Although no one was harmed, local residents faced severe gas shortages amid freezing temperatures outside. TransCanada used trucks to deliver gas to local hospitals and care centers, while the rest of Manitoba was being asked to reduce gas usage while supplies were assessed.
The explosion highlights the inherent danger of transporting combustible fuels. This important, as British Columbia is in the midst of a natural gas boom, with hydraulic fracturing and LNG (liquefied natural gas) leading the way.
The National Energy Board (NEB) has granted seven export permits that could potentially deliver 14.6 billion cubic feet of gas to foreign markets by 2020. To reach that target would require exporting 50% more gas than Canada currently produces. Meeting that export target, while continuing to supply Canada’s own natural gas needs, presents a massive challenge.
In order to ramp up supplies, upfield companies – those actually extracting gas from the ground – will have to hugely increase production.
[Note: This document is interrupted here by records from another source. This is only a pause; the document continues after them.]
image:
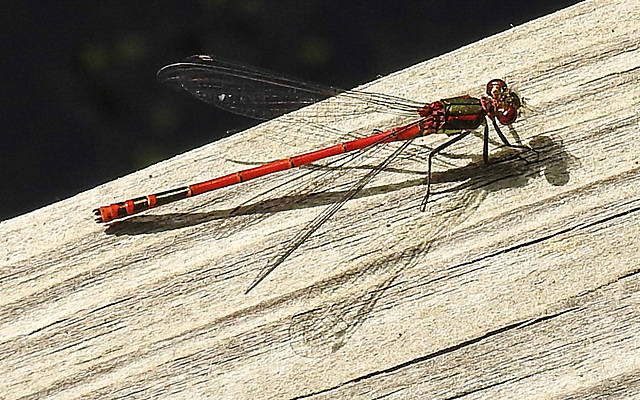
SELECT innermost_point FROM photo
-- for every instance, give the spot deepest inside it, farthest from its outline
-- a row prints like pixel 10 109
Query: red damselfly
pixel 261 94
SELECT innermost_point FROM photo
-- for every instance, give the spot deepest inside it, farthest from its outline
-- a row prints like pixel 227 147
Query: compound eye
pixel 507 116
pixel 496 88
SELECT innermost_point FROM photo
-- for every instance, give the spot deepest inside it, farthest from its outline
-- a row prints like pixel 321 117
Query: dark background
pixel 80 104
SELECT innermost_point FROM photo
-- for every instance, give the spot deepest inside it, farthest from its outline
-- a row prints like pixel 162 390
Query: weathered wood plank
pixel 520 281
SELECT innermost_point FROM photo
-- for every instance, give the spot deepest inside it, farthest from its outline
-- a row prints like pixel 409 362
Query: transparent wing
pixel 262 94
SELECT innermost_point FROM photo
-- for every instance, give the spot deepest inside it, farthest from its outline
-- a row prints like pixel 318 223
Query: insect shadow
pixel 325 329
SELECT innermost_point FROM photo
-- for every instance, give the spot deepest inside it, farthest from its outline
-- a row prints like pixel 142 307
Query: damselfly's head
pixel 504 102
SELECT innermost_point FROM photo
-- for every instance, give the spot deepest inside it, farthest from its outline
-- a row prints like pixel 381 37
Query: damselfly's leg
pixel 432 153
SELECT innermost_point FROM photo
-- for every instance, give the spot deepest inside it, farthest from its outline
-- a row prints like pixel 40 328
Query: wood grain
pixel 519 281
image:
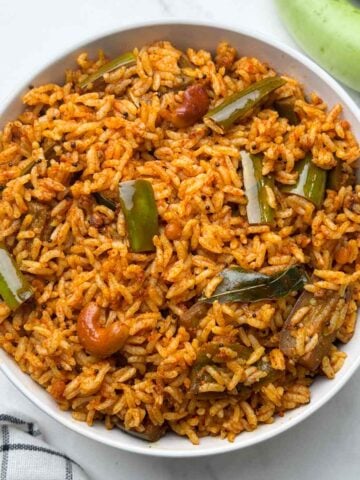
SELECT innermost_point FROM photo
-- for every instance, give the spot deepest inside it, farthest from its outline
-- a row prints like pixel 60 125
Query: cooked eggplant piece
pixel 151 433
pixel 321 316
pixel 192 317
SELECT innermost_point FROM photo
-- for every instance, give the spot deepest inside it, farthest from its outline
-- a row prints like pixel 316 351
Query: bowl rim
pixel 223 446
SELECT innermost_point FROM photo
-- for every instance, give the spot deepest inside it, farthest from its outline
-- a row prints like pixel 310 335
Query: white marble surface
pixel 325 446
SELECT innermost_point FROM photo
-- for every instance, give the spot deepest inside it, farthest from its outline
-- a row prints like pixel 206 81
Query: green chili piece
pixel 238 105
pixel 285 109
pixel 258 209
pixel 141 216
pixel 311 182
pixel 14 288
pixel 124 60
pixel 245 286
pixel 334 177
pixel 102 200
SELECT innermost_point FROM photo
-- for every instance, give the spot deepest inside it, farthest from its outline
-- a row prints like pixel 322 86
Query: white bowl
pixel 285 60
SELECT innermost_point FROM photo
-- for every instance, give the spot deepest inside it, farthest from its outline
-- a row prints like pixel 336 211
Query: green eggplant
pixel 329 31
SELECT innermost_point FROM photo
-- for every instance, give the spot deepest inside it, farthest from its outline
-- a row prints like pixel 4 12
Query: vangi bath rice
pixel 182 365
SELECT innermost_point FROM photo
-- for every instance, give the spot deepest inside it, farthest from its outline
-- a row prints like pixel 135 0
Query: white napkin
pixel 24 455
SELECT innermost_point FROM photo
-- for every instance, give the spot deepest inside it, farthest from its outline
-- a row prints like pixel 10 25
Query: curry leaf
pixel 239 285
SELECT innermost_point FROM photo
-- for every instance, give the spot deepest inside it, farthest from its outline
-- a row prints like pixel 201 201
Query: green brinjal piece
pixel 240 104
pixel 285 109
pixel 258 209
pixel 243 286
pixel 124 60
pixel 151 432
pixel 102 200
pixel 141 216
pixel 311 182
pixel 14 288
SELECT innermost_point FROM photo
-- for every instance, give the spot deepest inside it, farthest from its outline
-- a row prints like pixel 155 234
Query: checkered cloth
pixel 25 456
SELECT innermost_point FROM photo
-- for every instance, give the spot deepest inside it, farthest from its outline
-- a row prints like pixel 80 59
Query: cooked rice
pixel 87 142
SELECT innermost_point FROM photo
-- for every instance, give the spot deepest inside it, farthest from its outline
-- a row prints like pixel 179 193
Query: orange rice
pixel 87 141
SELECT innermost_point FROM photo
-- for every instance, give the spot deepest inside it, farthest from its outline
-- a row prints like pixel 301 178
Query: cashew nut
pixel 97 340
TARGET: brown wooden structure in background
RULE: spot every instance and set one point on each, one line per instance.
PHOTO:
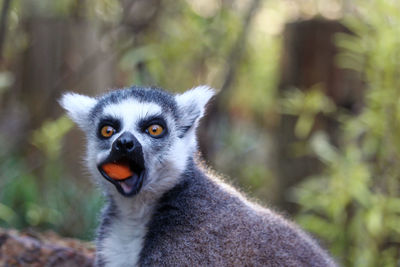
(309, 59)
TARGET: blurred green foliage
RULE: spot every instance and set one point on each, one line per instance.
(354, 203)
(43, 196)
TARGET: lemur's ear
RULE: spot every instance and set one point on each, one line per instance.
(191, 106)
(78, 107)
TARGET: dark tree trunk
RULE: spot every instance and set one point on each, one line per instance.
(32, 249)
(309, 59)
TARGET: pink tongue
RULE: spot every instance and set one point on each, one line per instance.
(128, 184)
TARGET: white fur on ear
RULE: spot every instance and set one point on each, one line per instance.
(78, 107)
(191, 106)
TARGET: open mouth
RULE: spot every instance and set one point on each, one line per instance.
(124, 173)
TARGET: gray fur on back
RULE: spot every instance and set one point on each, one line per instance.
(200, 223)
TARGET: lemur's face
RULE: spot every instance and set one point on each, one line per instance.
(138, 138)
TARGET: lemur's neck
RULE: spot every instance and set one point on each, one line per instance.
(125, 222)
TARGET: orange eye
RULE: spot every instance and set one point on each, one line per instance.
(155, 130)
(107, 131)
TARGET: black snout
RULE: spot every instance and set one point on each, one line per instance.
(125, 144)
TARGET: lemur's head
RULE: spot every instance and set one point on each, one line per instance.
(138, 138)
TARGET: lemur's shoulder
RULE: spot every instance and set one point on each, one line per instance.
(203, 221)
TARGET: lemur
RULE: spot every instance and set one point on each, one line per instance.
(164, 208)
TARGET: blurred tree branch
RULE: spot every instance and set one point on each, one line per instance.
(3, 24)
(215, 117)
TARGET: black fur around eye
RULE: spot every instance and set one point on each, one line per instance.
(154, 127)
(107, 128)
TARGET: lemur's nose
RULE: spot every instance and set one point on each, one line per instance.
(125, 143)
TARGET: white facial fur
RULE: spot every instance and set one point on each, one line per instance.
(163, 170)
(163, 165)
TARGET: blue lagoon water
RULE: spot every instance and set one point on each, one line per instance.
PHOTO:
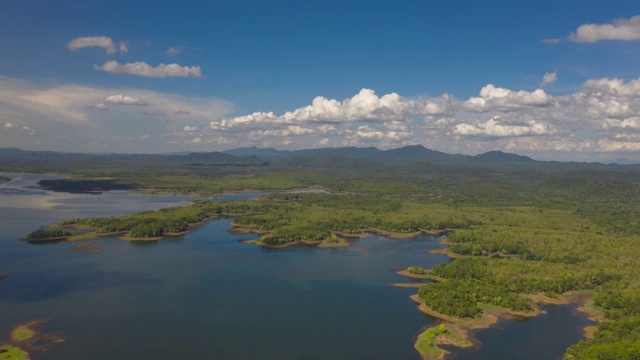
(205, 294)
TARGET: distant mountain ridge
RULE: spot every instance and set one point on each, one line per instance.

Hydraulic fracturing (or fracking) has unlocked reserves of gas 4km beneath the earth’s surface, requiring ever-growing sums of water and chemicals to extract, potentially contaminating water tables and drinking supplies.
But exporting LNG, proponents argue, helps developing countries like China shift away from coal, which is even more polluting. In some circles, natural gas has now become a “clean fuel”, subsuming a term normally reserved for renewable energy.
LNG projects in BC are attracting tens of billions of dollars of investments from around the world, with Petronas, a Malaysian company, leading the way. These investments dollars are trickling down to communities in Northern BC, which are experiencing an unprecedented economic boom.
When it comes to fossil fuels in Canada, heavy bitumen from Alberta’s oil sands tends to get the most attention. Enbridge’s Northern Gateway pipeline has been a lightning rod of controversy, as First Nations groups and environmentalists rally to oppose the project.
Companies like Chevron, Apache, TransCanada and Pacific NorthWest LNG are investing heavily in efforts to consult with local communities and First Nations to secure their support. Pipelines moving heavy bitumen, like Northern Gateway and Keystone XL, are coming under heavy scrutiny at the moment. No matter the fuel, guaranteeing safe transportation will be key to obtaining the license to proceed.